Maintaining Performance with Less Data
Dominic Sanderson, Tatiana Kalgonova
TL;DR
The paper tackles the high cost and environmental impact of training image classifiers by introducing three dynamic data-use methods to reduce input data during training. It evaluates these methods—Data Step, Data Increment, and Data Cut—across MNIST, CIFAR-10, and smallNORB using a CNN-Capsule architecture and reports up to $50\%$ runtime reductions with dataset-dependent effects on accuracy. The findings show that targeted data reductions can maintain or even improve performance in some cases (notably MNIST and certain smallNORB runs) while random or excessive reductions can degrade accuracy, especially on CIFAR-10. The work highlights the potential for substantial efficiency gains in AI training and points to future research on principled data selection to optimize performance-cost tradeoffs.
Abstract
We propose a novel method for training a neural network for image classification to reduce input data dynamically, in order to reduce the costs of training a neural network model.
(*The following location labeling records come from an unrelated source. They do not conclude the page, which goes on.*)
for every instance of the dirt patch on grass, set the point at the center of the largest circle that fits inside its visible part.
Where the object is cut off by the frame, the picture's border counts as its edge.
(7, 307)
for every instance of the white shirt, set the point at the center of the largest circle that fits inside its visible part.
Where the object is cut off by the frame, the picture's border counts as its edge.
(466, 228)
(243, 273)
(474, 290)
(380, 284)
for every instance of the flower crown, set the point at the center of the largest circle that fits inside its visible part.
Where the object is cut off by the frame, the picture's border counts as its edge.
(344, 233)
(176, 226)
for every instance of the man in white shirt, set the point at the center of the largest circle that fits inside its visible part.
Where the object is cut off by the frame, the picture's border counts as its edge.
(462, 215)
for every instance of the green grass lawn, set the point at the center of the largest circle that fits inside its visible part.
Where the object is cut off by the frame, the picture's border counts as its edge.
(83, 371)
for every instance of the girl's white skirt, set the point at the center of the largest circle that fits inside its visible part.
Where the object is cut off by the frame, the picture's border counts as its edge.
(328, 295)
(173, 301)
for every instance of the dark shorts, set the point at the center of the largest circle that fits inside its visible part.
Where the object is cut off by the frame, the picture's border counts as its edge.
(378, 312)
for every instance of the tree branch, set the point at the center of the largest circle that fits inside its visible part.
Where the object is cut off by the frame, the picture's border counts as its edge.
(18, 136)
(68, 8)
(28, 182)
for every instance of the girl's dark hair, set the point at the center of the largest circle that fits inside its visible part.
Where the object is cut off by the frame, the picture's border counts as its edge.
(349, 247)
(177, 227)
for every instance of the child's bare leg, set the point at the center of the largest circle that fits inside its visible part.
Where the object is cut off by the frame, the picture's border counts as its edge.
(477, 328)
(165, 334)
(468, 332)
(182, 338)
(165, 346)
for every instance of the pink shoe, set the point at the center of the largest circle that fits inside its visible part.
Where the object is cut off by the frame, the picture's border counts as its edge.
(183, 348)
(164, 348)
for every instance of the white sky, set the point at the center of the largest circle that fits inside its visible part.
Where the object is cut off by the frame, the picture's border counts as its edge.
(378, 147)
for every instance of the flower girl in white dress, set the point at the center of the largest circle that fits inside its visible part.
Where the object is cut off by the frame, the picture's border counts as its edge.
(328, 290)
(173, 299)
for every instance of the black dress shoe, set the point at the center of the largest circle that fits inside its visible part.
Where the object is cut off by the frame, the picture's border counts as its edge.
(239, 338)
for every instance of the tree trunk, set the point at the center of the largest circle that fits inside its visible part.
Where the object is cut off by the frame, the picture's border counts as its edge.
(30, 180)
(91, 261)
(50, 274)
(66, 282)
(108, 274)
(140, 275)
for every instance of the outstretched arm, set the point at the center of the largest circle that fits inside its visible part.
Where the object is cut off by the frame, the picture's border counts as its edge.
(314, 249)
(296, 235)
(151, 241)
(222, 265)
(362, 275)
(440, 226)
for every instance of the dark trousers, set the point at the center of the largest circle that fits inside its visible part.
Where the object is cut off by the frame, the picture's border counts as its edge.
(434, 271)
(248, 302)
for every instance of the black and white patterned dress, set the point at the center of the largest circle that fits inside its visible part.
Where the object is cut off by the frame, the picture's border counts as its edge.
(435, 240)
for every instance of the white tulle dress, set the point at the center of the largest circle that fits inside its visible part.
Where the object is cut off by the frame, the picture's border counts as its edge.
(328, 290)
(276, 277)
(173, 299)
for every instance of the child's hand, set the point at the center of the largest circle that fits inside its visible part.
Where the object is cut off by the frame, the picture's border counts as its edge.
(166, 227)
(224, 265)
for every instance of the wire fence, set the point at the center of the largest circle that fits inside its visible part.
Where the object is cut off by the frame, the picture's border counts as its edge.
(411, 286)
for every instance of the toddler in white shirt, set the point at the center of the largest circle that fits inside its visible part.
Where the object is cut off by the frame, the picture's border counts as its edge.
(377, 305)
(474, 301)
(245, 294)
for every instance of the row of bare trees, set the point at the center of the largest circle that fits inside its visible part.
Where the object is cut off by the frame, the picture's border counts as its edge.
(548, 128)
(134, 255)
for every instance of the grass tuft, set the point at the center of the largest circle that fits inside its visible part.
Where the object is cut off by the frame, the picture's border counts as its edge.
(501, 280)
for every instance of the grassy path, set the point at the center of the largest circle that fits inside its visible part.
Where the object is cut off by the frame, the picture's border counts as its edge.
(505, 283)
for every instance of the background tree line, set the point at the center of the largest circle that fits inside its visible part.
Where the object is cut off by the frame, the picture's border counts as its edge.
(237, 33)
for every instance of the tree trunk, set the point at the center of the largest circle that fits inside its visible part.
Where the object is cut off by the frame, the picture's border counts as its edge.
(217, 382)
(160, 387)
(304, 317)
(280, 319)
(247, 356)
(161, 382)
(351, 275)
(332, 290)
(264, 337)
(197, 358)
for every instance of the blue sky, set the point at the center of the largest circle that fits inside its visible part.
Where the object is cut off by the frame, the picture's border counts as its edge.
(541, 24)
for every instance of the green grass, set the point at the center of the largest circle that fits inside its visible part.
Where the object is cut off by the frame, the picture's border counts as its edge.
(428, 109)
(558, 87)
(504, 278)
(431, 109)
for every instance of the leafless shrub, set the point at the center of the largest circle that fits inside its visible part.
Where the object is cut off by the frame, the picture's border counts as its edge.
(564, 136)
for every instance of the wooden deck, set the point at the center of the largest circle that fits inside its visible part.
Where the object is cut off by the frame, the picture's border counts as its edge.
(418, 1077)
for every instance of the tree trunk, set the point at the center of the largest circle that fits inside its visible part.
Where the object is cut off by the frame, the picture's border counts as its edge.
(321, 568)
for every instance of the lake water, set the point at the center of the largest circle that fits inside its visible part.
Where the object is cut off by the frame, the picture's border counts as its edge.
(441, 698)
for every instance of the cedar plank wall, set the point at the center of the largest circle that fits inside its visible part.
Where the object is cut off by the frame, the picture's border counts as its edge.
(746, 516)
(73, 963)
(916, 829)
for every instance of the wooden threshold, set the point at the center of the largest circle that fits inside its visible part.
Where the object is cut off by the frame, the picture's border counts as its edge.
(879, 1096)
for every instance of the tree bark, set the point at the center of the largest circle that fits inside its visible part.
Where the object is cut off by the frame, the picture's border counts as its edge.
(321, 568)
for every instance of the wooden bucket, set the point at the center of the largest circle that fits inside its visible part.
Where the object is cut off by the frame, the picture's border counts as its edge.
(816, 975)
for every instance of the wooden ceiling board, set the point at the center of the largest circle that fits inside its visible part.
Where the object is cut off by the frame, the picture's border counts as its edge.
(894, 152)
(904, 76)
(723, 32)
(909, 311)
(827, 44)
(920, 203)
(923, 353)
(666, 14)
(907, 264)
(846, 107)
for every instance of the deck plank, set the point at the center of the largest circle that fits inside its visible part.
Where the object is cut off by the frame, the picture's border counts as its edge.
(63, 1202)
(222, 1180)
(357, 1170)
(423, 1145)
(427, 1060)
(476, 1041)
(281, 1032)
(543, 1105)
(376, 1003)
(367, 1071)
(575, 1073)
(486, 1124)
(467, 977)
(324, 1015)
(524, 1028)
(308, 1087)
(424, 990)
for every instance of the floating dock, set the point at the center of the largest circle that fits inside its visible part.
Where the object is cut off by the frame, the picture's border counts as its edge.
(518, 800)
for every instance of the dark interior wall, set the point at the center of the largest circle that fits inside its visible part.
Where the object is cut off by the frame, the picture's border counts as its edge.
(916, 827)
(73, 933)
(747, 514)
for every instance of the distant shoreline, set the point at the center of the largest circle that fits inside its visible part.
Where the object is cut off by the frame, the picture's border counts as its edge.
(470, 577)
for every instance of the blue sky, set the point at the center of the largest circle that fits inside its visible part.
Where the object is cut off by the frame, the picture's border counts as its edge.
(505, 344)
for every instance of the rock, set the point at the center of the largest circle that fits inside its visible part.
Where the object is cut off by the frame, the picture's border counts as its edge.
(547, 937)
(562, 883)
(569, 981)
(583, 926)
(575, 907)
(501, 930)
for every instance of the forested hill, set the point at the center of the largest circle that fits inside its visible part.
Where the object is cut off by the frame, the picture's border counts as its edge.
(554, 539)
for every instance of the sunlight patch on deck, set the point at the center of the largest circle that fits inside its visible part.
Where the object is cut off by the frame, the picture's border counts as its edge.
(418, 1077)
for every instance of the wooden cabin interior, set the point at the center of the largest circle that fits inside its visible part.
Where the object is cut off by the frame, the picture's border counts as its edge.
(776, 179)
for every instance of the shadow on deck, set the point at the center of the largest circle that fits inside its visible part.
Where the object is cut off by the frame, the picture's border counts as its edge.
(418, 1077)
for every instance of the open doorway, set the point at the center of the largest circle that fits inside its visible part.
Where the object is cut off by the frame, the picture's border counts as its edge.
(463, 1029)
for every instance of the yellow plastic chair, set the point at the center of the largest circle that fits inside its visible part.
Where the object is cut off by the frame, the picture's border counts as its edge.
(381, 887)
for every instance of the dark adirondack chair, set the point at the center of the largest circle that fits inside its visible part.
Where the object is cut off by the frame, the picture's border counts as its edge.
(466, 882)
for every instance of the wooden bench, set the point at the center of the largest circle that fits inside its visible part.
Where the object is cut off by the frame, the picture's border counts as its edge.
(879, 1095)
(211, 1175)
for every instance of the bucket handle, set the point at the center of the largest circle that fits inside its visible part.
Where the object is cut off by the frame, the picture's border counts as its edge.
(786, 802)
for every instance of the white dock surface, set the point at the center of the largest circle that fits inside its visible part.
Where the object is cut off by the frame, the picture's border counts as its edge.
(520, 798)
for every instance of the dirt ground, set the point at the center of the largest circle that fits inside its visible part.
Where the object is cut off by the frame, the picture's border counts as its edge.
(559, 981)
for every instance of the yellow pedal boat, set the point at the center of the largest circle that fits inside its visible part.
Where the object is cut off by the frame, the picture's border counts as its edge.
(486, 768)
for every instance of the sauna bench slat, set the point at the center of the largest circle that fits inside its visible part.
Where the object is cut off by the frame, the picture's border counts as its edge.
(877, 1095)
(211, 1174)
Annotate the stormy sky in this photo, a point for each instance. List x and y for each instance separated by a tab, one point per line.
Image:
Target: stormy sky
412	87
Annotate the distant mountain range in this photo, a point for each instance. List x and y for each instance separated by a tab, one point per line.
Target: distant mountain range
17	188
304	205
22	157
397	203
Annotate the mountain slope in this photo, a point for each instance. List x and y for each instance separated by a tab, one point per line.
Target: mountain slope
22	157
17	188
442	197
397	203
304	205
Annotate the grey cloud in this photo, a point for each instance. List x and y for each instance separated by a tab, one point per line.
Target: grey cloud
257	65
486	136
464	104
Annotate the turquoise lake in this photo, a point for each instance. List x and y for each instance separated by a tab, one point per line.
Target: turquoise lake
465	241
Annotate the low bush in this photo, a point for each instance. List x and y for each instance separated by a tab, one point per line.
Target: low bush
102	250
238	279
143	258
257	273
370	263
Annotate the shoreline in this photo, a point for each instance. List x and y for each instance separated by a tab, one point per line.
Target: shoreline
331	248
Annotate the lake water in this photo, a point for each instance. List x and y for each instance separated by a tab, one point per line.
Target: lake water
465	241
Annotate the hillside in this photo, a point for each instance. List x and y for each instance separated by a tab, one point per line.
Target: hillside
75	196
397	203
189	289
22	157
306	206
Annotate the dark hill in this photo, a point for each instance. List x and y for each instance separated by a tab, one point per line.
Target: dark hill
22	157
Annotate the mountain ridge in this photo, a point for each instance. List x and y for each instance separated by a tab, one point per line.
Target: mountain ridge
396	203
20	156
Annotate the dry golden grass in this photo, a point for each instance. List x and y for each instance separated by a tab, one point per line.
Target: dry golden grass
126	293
As Deep Learning tasks become more popular, their computational complexity increases, leading to more intricate algorithms and models which have longer runtimes and require more input data. The result is a greater cost on time, hardware, and environmental resources. By using data reduction techniques, we reduce the amount of work performed, and therefore the environmental impact of AI techniques, and with dynamic data reduction we show that accuracy may be maintained while reducing runtime by up to 50%, and reducing carbon emission proportionally.